Much thanks to Jen Campbell for a copy of the book.

 

Title : Sweet Home
Author : Carys Bray
Publisher : Salt Publishing
Published : 2012
Language : English
Pages : 156
Rating : 4/5

View Comments (19)
  • Isn’t it so challenging to rate short story collections as a whole? They are almost always mixed in quality. But I find myself rating them based on their best stories, not their worst. This collection sounds intriguing.

    • Oh yes! definitely challenging. Sometimes I feel bad because I would rate individual stories much higher than the overall rating I gave for the whole book.

    • Thank you. Thats okay. Maybe you are someone who loves novels. I like short stories because they get over so fast. 🙂

  • This collection has been on my TBR list for a while and your review has reminded me I must get round to reading it soon. I love what you say about her depiction of adults as vulnerable and childlike, and the stories you mention sound intriguing.

    • Thank you. I hope you will pick a copy. I will be keen to know your thoughts on the book. 🙂 I liked the healthy mix of realistic and fairytale like stories.

  • I never know how to rate a short story collection, it is one of the hardest things one can possibly do. So I really enjoyed your review. I already want to read this book but the babies and the parenthood put me off. I may have to read this before Issy Bradley.

    • Yes! I remember your picture (or tweet?) about Issy. I have heard it is a good book. I will look forward to your thoughts on the book.

  • I’m sitting here thinking that I haven’t read a collection of short stories since I graduated from college. I always seem to migrate to novels instead. Maybe I’ll give this one a try though because you make this collection sound very good 🙂

  • Sounds like a powerful collection of short stories. I just added it to my TBR. I am looking to read more collections of short stories. I appreciated your thoughts and sharing your favorite stories in the collection. I haven’t reviewed a collection before but I can see how it would be a challenge!

    • Thank you. I hope you will enjoy the read when you pick it up. 🙂 If you like slightly dark stories, this is a good choice

  • I’ve reviewed several short stories in my blog before and always find it difficult to talk about the book collectively. Thankfully I don’t use starred ratings anymore, so I don’t have to worry about that because it’s even more difficult to give a specific rating to books of short stories! There are always a few that you won’t care about or won’t like at all.
    I don’t think I’ve ever given a short story collection 5 starts either on my blog (when I used starred ratings) or on Goodreads. I don’t know why. I still enjoy many of them but there’s something about that type of writing that prevents me from going all the way to the perfect score. I think I’m just biased toward full-fledged stories and that’s not something I can easily change. Perhaps one day I will find the perfect book of short stories!
    Glad you enjoyed this one. I love the creepy cover and the themes it explore sound right up my alley.
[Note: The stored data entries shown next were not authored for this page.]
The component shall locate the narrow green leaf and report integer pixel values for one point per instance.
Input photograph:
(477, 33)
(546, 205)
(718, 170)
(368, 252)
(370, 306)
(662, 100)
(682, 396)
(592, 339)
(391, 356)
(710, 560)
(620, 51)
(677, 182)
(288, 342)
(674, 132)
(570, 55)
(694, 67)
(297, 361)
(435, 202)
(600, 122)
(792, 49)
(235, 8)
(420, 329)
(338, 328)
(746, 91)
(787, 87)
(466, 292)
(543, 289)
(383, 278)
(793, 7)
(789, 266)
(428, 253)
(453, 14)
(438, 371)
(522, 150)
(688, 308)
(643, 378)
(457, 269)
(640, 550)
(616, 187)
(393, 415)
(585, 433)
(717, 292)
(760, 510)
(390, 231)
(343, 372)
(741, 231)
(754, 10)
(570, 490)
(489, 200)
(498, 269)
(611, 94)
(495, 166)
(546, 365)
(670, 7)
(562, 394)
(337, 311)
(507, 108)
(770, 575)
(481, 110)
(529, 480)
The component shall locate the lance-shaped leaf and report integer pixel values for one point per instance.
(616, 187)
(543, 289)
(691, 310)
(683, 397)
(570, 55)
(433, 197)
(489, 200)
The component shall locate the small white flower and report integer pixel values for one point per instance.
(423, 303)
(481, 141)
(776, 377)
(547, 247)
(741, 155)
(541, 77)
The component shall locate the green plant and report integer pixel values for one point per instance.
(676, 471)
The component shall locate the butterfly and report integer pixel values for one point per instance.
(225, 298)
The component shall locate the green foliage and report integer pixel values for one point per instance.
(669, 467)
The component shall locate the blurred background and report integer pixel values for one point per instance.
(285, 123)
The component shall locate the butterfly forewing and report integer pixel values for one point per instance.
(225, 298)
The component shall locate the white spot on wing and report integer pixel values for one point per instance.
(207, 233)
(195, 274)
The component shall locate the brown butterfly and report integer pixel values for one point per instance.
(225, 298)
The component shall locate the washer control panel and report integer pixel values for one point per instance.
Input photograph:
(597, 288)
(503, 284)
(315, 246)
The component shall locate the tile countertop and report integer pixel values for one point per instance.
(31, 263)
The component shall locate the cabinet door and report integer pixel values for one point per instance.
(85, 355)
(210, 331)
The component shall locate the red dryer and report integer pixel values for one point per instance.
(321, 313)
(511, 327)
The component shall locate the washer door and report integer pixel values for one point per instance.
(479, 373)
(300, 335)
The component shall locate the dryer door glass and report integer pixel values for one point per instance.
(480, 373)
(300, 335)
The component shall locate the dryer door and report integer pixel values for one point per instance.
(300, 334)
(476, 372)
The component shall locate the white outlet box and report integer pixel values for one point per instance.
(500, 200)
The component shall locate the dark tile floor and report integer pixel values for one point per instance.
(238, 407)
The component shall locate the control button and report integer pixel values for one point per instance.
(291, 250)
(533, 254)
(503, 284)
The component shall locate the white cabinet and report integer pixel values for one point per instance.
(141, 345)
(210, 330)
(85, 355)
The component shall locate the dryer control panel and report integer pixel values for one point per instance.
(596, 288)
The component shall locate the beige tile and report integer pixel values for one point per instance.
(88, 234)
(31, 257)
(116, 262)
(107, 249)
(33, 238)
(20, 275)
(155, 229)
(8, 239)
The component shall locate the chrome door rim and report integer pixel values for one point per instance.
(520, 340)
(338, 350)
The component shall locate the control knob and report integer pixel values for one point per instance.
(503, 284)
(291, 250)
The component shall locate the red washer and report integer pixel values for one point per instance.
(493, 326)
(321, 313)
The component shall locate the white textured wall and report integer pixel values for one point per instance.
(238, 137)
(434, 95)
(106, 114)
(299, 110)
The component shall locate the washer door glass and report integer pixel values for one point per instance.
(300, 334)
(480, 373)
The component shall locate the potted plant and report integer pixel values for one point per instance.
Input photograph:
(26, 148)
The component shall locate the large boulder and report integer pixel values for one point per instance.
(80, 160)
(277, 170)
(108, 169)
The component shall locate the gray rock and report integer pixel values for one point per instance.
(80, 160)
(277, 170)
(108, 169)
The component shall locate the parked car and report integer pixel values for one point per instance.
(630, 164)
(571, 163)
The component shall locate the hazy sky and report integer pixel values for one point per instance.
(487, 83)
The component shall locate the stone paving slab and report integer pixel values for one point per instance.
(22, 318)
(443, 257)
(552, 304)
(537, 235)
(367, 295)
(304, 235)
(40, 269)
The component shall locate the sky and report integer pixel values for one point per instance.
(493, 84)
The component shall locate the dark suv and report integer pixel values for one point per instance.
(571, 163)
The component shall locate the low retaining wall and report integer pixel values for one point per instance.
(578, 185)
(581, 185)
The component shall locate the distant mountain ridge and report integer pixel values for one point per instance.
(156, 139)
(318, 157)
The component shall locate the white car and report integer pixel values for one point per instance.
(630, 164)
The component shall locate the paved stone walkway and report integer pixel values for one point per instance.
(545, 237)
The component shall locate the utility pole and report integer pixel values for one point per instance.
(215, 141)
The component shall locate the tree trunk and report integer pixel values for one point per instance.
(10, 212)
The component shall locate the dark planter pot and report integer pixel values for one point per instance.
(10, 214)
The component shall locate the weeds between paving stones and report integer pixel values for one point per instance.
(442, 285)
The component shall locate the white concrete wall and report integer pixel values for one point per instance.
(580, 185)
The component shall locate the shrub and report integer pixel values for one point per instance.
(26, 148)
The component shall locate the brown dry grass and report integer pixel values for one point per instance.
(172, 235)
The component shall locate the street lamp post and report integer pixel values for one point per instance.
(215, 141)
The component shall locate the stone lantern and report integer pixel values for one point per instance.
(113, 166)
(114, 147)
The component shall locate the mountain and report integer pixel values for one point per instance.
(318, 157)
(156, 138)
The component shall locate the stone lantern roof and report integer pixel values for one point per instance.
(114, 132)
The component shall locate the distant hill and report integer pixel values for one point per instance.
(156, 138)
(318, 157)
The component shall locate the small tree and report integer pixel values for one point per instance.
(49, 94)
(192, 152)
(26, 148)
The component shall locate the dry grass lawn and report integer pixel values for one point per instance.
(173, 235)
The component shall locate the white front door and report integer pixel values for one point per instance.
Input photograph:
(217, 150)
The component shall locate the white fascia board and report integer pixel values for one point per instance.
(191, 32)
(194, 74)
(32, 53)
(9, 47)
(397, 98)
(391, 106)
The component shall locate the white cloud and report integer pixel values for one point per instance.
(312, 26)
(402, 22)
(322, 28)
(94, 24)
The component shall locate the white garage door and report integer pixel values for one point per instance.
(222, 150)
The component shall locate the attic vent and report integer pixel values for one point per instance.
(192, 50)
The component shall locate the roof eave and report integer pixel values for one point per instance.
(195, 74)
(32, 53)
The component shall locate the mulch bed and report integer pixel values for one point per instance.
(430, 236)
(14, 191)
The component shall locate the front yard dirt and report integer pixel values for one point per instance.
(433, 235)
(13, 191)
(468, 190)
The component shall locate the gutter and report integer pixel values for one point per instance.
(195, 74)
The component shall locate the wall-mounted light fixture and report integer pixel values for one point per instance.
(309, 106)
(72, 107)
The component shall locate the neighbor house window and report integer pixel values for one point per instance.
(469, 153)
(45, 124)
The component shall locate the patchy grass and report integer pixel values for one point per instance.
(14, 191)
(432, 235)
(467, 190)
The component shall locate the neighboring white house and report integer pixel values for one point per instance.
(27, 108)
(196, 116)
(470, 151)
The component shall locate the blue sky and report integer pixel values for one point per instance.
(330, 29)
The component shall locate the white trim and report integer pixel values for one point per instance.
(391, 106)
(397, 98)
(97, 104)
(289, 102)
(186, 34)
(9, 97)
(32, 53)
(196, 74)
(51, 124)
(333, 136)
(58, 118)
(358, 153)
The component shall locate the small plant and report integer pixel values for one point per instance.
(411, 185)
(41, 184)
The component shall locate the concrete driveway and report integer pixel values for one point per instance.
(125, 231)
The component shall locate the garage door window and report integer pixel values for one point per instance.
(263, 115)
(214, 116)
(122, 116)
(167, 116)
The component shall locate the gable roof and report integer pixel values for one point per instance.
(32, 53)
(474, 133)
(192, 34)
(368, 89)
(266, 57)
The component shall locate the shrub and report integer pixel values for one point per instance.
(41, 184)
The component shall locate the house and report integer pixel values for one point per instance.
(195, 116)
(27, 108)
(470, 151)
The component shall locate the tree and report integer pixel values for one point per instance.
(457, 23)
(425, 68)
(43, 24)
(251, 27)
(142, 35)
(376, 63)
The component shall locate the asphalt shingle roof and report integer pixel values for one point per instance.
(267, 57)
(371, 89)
    • Thanks Naz. yes, It is difficult to rate short story collections because we would always love some and hate same. I would give 5 stars if a collection has more than 90pct stories to my liking. But I have not found any like that. I have a few unfinished stories in the CHimamanda’s collection of short stories. I hope they will not disappoint me and I will be able to rate the collection really high. 🙂

      • I agree with you both– short story collections are hard to rate. Personally, I find it’s easier to read compilation-style collections where the stories are written by multiple authors. When I’m reading a short story collection from the same author I sometimes find that I’m applying the same lens to all the stories. That’s unjust– they should stand apart. But it’s hard for me to seperate them out in my mind when I’m reading a single book all the way through.

  • The hardest review I’ve ever written was of a short story collection. They’re so tricky because you want to review the collection as a whole, but also each story individually. There always seems to be so much to say! I love the themes behind this collection and also the mix of fantasy and realism you describe.